VMware Cloud Community
edox77
Contributor
Contributor

PSOD - Esx4.1 HP Proliant DL 385 G7

I've a very strange problem on seven new HP PROLIANT DL385 G7 (latest firmware and upgarde) with ESX 4.1 installed, in a random manner, in different time and unexpectedly system crash and happens PSOD, follow the first line:

- Uncorrected ECC error in L3 Cache LRU on CPU 0 cache index 0x25b PCPU0 in world 4120:idle

I'm afraid that hardware is the concern ...

Thanks

PSOD is attached to this thread

0 Kudos
78 Replies
URDaddy
Contributor
Contributor

I believe our BIOS is at A18 (06/10/2010). At the time, Firmware CD 9.10C was not even available from the website. A HP rep gave us a link to download it.

0 Kudos
ronsexton
Contributor
Contributor

Yes you could download the latest 9.20 but i already did that and it said everything was already up to date. It doesn't have the newer BIOS or ILO which was disappointing.

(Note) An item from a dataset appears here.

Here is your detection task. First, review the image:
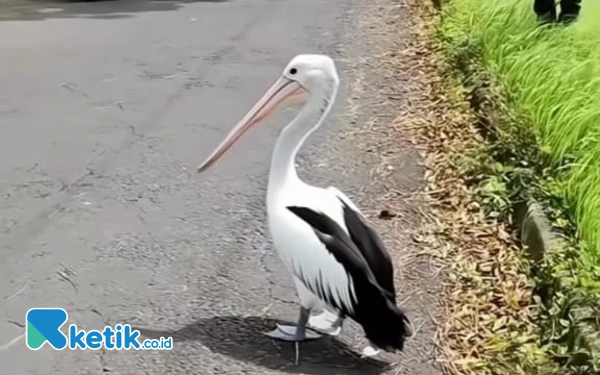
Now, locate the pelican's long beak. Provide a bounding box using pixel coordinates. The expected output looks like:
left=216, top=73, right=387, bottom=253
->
left=198, top=77, right=308, bottom=172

Your DL385 G7 is pretty much the same and needs the same updates:

http://h20000.www2.hp.com/bizsupport/TechSupport/SoftwareIndex.jsp?lang=en&cc=us&prodNameId=4132957&...

It may help or even solve your issue. Hard to tell.

0 Kudos
MikeZirbes
Contributor
Contributor

I am also having the same problem with a NEW HP DL385 G7 and an AMD CPU. in my case it is a Single CPU system with 64GB of RAM. It would appear that core 6 is bad. This is the second time this has happened with htis server. It was running 3 Windwos XP test VM's with no workload and it just failed after about 1 day.

Information

Server Name; ProLiant DL385 G7

UUID 30333735-3838-4D32-3230-333930305436

Server Serial Number / Product ID 2M203900T6 / 573088-001

System ROM A18 06/24/2010

Backup System ROM 06/24/2010

Last Used Remote Console Java Integrated Remote Console

License Type iLO 3 Standard license is installed.

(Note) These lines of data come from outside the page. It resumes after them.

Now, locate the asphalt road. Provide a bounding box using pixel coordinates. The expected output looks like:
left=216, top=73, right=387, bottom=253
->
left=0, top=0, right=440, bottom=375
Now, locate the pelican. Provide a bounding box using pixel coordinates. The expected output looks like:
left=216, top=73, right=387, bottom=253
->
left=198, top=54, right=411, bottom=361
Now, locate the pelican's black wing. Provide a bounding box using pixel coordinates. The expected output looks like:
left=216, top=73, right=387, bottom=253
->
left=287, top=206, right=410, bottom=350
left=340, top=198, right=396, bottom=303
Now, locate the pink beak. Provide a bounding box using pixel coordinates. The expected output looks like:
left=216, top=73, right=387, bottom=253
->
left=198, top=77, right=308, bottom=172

iLO 3 Firmware Version 1.10 Jul 26 2010

IP Address 10.10.1.47

iLO3 Hostname ILO2M203900T6.

Status

System Health OK

Server Power ON

UID Indicator UID OFF

TPM Status Not Present

iLO 3 Date/Time Fri Dec 03 15:32:33 2010

0 Kudos
cantabrana
Contributor
Contributor

¿What amd micro do you have?

6174

6128

¿have you disable any core in the bios setup?

0 Kudos
MikeZirbes
Contributor
Contributor

I have the AMD Opteron 6172

I just flashed the BIOS on the system to A18 9/13/2010 from A18 6/24/2010 i sure wish that the 9.20 DVD had the latest BIOS and that HP would have incremented the BIOS to A19 instead of just changing the date. We will see if this helps the system remain stable. I have 3 other identical servers that are runnign the A18 6/24/2010 BIOS and they have not had an issue since installed 3 weeks ago. Only one of my four has a problem.

0 Kudos
ronsexton
Contributor
Contributor

I also have the 6172. Thanks for trying the new BIOS. You should do the new ILO 1.15 also. Just read what it says it fixes!

Let me know your results.

0 Kudos
DSTAVERT
Immortal
Immortal

I think it is important to remember that the latest BIOS/Firmware is not necessarily the RIGHT BIOS/Firmware. Changes to the BIOS or Firmware especially those between CD releases are to correct specific issues. Those issues may not be relevant to your OS and may in fact cause issues. I would go by the Software and Drivers section specifically for ESX(i) for the specific model of server. It is also possible that you may need to downgrade firmware to satisfy OS tested compatibility.

The link to the BIOS earlier in the post specifically lists several Windows versions. No Netware, Solaris, Linux or ESX(i).






Forum Upgrade Notice - the VMware Communities forums will be upgraded the weekend of December 12th. The forum will be in read-only mode from Friday, December 10th 6 PM PST until Sunday, December 12th 2 AM PST.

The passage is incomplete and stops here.